Fuis le péché comme un serpent : si tu t’en approches, il te mordra. Ses dents sont comme celles d’un lion, capables de détruire des vies humaines.
Toute transgression est comme une épée à deux tranchants ; sa blessure est sans remède.
La terreur et l’insolence dissipent les richesses ; ainsi la maison de l’orgueilleux devient déserte.
La prière du pauvre va directement de sa bouche aux oreilles de Dieu, et son jugement vient rapidement.
Celui qui déteste la correction suit la voie du pécheur ; celui qui craint le Seigneur se repent de tout son cœur.
Le beau parleur se fait reconnaître de loin ; l’homme intelligent repère pourtant ses faux pas.
Celui qui bâtit sa maison avec l’argent d’autrui ressemble à quelqu’un qui ramasse des pierres pour son propre tombeau d’hiver.
Une assemblée de gens sans loi est comme un amas destiné au feu ; leur fin est une flamme ardente.
Le chemin des pécheurs peut sembler lisse, mais il conduit finalement au gouffre du séjour des morts.
Celui qui garde la Loi maîtrise ses pensées ; l’accomplissement de la crainte du Seigneur, c’est la sagesse.
Celui qui n’a pas d’aptitude n’apprendra jamais, mais il existe aussi une habileté qui ne fait qu’augmenter l’amertume.
La connaissance du sage déborde comme une crue ; son conseil ressemble à une source vivante.
Le cœur du fou ressemble à un vase brisé : il ne retient aucune connaissance.
L’homme instruit entend une parole sage, la loue et y ajoute encore ; l’homme livré au plaisir l’entend, la rejette et la jette derrière lui.
L’explication du fou pèse comme un fardeau sur le chemin ; la grâce, elle, se trouve sur les lèvres de l’homme intelligent.
La parole de l’homme prudent est recherchée dans l’assemblée ; on médite ses paroles dans son cœur.
Pour le fou, la sagesse ressemble à une maison en ruines ; la connaissance de l’indiscipliné n’est qu’un amas de paroles non examinées.
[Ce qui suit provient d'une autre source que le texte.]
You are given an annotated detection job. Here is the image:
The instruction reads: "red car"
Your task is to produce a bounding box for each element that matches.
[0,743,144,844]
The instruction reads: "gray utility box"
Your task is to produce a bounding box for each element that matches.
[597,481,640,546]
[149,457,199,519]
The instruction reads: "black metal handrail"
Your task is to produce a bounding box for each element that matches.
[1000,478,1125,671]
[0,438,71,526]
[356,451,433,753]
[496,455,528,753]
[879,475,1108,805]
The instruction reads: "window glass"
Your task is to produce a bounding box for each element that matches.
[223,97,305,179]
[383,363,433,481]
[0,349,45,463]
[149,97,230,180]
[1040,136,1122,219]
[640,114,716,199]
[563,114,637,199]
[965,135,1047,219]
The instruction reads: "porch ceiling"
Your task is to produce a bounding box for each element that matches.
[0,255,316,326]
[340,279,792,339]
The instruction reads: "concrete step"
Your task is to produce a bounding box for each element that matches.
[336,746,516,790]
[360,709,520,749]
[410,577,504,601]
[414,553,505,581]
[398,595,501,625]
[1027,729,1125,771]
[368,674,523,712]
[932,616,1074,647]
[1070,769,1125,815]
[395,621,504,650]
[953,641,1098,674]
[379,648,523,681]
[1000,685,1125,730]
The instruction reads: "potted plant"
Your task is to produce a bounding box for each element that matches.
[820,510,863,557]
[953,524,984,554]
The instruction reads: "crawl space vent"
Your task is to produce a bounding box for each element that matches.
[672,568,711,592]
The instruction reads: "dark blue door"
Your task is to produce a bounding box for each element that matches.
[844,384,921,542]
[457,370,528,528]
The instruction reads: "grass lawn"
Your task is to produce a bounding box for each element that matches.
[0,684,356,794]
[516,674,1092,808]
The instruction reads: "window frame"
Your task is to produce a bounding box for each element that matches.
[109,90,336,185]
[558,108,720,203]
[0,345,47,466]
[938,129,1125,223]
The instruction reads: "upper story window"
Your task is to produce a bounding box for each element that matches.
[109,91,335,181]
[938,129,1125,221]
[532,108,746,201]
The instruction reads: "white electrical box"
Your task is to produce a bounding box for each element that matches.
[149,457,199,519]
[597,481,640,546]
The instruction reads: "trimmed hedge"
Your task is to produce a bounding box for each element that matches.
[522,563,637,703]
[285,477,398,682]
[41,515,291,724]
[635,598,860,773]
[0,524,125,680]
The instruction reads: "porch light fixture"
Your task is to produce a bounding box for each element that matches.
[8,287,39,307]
Pour l’insensé, l’instruction ressemble à des chaînes aux pieds et à des menottes à la main droite.
Le fou rit à pleine voix ; l’homme intelligent sourit à peine et avec retenue.
Pour l’homme prudent, l’instruction est comme un bijou d’or et comme un bracelet à son bras droit.
Le fou entre brusquement dans une maison ; l’homme expérimenté respecte le seuil.
Le fou regarde à l’intérieur depuis la porte ; l’homme bien élevé reste dehors et attend.
Écouter aux portes est un manque d’éducation ; l’homme prudent en rougirait.
Les lèvres des étrangers bavardent de tout cela ; les paroles des prudents sont pesées avec précision.
Le cœur des fous est dans leur bouche ; la bouche des sages est dans leur cœur.
Quand l’impie maudit l’adversaire, c’est en réalité lui-même qu’il maudit.
Le calomniateur souille sa propre âme et devient détesté partout où il demeure.